I’m not sure I understand properly what you want to achieve. You can create multiple independent bridges on the same Mikrotik device and the VLAN IDs can overlap on them without conflicting (i.e. VLAN 3 on bridge A is totally unrelated to VLAN 3 on bridge B), but there are some limitations, and one of them is that only a single VLAN ID can be advertised as a “Voice VLAN” using LLDP (the MED extension) system-wide, i.e. you cannot specify a different Voice VLAN ID for each bridge. Is this the answer you were looking for or you actually need something else?
Basically, I have a currently VLAN Bridge that contains all VLAN on the router. However, my goal was to relocate our Voice Gateway onto one of the Router’s ethernet ports. We have 2 Voice VLANs are building 1 and building 2 were built with their own Voice subnets(This is the network I inherited). So, I wanted to create a new VLAN Bridge and add those two VLANs only to that port, but I was not having any luck at the time(Could be my mistake as it was a long day and I thought to do it near the end of the closet upgrade). I want to make sure I can do it before I drive out to the site to make that change.
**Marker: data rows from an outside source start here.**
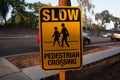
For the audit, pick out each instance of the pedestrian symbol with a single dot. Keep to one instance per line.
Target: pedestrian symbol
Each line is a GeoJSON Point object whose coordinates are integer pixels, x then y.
{"type": "Point", "coordinates": [57, 34]}
{"type": "Point", "coordinates": [61, 37]}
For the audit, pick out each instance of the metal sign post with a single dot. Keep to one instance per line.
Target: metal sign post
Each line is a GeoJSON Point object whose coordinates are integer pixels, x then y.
{"type": "Point", "coordinates": [61, 38]}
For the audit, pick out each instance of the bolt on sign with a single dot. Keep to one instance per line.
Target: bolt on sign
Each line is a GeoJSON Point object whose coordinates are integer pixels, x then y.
{"type": "Point", "coordinates": [61, 37]}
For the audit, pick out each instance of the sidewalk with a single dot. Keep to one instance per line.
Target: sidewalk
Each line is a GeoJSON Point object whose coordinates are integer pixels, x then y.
{"type": "Point", "coordinates": [8, 71]}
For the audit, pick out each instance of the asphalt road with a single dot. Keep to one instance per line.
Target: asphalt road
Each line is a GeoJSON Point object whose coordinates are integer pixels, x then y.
{"type": "Point", "coordinates": [17, 46]}
{"type": "Point", "coordinates": [11, 46]}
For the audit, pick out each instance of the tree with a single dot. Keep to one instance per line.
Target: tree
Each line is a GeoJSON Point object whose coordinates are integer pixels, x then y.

So do you need that the Voice VLAN ID was advertised using LLDP-MED or not?
Sorry I should have clarified a bit better. When I say Voice VLANs they are nothing special just basic data VLANs. We don’t allow devices to connect through the phones. Coming from a Cisco background just found the Mikrotik method of setting up VLAN Bridges a bit odd as I am familiar with trunk ports.
OK, then the next question - why do you need the VLANs from each building to live on a different bridge? Do you need to keep the instances of spanning tree protocol isolated, or is the same VLAN IDs used in both buildings, but for a different subnet in each of them? Or, vice versa, are there overlapping subnets so you need to keep them separated?